Obsesja na punkcie wyglądu [Porada eksperta]
Witam, mam 23 lata i mam problem. Dziś dopiero to zauważyłam. Ważę 56 kg przy wzroście 163 cm. Ponad pół roku temu rzuciłam palenie, które zaczęłam mając 17 lat. W okresie ostatnich 5 lat, waga wahała mi się od 49-52 kg. Z dniem odstawienia tytoniu zaczęłam ćwiczyć. Pomimo to czuję jakbym ważyła 80 kg. Jak tylko zauważam, że gdzieś mi odstaje brzuszek, od razu psuje mi się humor, nie chce mi się nigdzie już szykować i wychodzić (ileż razy już się o to popłakałam). Jeżeli tylko partner dotknie mnie w okolice brzucha, od razu czuję się nieswojo. Dziś jak Babcia powiedziała mi, że dobrze teraz wyglądam, wpadłam w gniew. I pomijając, że była to godzina 11, do tej pory o niczym innym nie myślę. Ćwiczę regularnie i moim zdaniem dość spoko (3 razy w tygodniu rolki 30 km, 3 razy 1,5 godzinny trening fitness, dodatkowo dwa trzy razy spacer około 15-20 km). Zażywam tabletki spalające tłuszcz, jem zdrowo, a jak tylko zjem jakieś ciastko to trzy dni o nim pamiętam. Wiem, że zaszło to już nieco za daleko, wiem że nie wyglądam źle. Wiem, że ten cały tłuszcz który odstaje w większości jest tylko w mojej głowie. Dziś to widzę, strasznie mi ciężko... jutro o tym zapomnę i wpadnę w wir ćwiczeń. Chciałabym zaakceptować jakoś swoje ciało, wyzbyć się manii otyłości.
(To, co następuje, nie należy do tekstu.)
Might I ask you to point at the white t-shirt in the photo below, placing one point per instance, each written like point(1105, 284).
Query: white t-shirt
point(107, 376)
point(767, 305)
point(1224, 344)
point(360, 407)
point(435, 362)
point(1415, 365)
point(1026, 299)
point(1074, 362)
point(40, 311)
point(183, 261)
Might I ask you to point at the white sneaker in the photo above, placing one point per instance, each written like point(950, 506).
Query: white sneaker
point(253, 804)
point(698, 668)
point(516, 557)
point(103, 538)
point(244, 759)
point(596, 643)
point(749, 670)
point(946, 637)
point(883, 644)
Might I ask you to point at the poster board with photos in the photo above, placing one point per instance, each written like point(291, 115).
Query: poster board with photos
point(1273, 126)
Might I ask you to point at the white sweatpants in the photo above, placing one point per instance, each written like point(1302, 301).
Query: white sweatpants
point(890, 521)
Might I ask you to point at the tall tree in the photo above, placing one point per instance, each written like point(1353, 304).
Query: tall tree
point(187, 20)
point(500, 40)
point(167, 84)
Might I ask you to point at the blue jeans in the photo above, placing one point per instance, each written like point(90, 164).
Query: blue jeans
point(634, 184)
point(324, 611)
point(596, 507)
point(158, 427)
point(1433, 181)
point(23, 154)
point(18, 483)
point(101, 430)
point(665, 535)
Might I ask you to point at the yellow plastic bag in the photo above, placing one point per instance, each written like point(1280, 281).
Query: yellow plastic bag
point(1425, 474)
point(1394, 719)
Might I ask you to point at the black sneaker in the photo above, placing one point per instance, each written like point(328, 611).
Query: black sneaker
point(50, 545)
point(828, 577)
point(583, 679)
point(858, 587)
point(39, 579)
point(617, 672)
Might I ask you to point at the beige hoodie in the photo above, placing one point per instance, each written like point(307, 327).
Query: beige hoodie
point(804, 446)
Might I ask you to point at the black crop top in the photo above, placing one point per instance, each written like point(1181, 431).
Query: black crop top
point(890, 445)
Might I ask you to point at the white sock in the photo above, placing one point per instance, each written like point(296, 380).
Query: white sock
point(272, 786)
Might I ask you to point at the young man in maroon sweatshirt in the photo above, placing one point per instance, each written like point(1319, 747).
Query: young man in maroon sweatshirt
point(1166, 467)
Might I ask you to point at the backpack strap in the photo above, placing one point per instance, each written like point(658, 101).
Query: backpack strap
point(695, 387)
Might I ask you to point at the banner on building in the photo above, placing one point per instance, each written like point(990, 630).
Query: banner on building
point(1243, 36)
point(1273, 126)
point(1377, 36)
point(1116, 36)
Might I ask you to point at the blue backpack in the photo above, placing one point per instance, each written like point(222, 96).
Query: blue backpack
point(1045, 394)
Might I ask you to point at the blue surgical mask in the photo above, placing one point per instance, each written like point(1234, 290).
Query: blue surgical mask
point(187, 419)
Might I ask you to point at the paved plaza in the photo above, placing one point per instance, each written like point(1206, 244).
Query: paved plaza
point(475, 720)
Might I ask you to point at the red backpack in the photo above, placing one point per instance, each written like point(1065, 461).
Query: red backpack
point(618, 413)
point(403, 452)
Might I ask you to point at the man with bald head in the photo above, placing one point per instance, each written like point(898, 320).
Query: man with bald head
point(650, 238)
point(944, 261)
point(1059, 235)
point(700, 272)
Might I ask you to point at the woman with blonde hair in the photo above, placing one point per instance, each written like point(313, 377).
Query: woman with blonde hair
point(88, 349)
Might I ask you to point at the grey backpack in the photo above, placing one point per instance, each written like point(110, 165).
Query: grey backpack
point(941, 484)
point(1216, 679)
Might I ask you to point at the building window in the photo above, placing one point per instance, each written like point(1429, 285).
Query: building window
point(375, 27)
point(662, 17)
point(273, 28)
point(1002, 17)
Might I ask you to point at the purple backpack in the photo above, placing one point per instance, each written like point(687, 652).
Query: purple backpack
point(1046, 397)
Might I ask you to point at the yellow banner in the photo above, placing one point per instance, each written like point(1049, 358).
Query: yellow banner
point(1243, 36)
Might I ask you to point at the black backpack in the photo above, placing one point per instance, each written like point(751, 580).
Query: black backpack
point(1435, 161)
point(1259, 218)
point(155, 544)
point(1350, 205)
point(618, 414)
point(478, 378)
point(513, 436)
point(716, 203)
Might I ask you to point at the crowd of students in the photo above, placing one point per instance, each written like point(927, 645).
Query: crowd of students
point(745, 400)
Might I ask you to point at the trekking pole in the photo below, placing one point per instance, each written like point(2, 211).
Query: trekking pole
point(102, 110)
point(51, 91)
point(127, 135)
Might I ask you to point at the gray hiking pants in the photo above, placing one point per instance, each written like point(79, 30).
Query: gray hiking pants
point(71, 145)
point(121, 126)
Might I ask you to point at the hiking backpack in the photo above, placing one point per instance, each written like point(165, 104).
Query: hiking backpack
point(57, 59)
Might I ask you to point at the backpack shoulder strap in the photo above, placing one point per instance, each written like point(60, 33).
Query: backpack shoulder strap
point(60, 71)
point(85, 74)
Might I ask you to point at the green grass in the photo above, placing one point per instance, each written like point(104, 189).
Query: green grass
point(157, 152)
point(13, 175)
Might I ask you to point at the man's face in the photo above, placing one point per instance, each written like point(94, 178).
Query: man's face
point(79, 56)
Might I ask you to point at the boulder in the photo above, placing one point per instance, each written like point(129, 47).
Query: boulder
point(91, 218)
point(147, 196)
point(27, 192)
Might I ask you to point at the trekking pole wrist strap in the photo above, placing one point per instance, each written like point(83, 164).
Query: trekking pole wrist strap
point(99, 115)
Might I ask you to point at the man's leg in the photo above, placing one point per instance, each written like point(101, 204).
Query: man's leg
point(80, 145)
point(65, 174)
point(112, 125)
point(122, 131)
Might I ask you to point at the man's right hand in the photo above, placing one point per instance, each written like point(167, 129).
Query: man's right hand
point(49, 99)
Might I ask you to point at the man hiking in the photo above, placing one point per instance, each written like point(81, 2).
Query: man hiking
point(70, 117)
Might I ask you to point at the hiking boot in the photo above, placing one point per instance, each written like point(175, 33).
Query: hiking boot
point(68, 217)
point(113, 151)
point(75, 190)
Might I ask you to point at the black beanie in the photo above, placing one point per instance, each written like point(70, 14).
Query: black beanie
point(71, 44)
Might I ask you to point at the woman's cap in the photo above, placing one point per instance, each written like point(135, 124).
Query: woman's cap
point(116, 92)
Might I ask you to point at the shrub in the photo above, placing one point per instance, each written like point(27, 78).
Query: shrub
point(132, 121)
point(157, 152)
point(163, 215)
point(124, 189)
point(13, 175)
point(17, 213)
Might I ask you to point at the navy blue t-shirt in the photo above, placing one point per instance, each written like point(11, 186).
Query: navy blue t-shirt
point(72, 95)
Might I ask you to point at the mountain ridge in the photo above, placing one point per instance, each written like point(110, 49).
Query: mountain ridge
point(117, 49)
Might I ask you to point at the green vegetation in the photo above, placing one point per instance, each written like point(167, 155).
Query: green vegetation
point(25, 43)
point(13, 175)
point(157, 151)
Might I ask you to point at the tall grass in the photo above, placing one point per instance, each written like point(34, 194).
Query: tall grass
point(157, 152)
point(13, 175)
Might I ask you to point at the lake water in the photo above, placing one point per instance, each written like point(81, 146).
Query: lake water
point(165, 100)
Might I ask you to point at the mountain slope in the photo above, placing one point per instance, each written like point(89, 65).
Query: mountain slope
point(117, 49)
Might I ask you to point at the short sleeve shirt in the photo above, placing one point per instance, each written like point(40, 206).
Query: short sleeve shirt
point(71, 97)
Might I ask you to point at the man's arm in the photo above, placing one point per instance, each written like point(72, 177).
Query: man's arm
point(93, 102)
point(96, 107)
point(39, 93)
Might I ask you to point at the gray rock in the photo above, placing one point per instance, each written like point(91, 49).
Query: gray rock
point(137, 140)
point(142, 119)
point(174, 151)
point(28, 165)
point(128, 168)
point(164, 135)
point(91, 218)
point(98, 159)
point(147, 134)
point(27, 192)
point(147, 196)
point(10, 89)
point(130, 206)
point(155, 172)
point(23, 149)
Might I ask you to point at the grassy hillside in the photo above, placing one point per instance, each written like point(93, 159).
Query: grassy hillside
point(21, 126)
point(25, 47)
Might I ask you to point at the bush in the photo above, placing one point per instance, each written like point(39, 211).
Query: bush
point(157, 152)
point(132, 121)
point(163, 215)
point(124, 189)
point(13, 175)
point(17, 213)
Jak mam to zrobić? Czy dostanę jakąś radę?
Wygląda na to, że jesteś super kobietą, tylko po prostu w to nie wierzysz. Nie wiem, gdzie mieszkasz. Radzę poszukać psychologa w poradni nerwic, bo wszelkie fobie (to o czym piszesz to fobia, a nie mania) tam się leczy. Pozdrawiam!
Pamiętaj, że odpowiedź naszego eksperta ma charakter informacyjny i nie zastąpi wizyty u lekarza.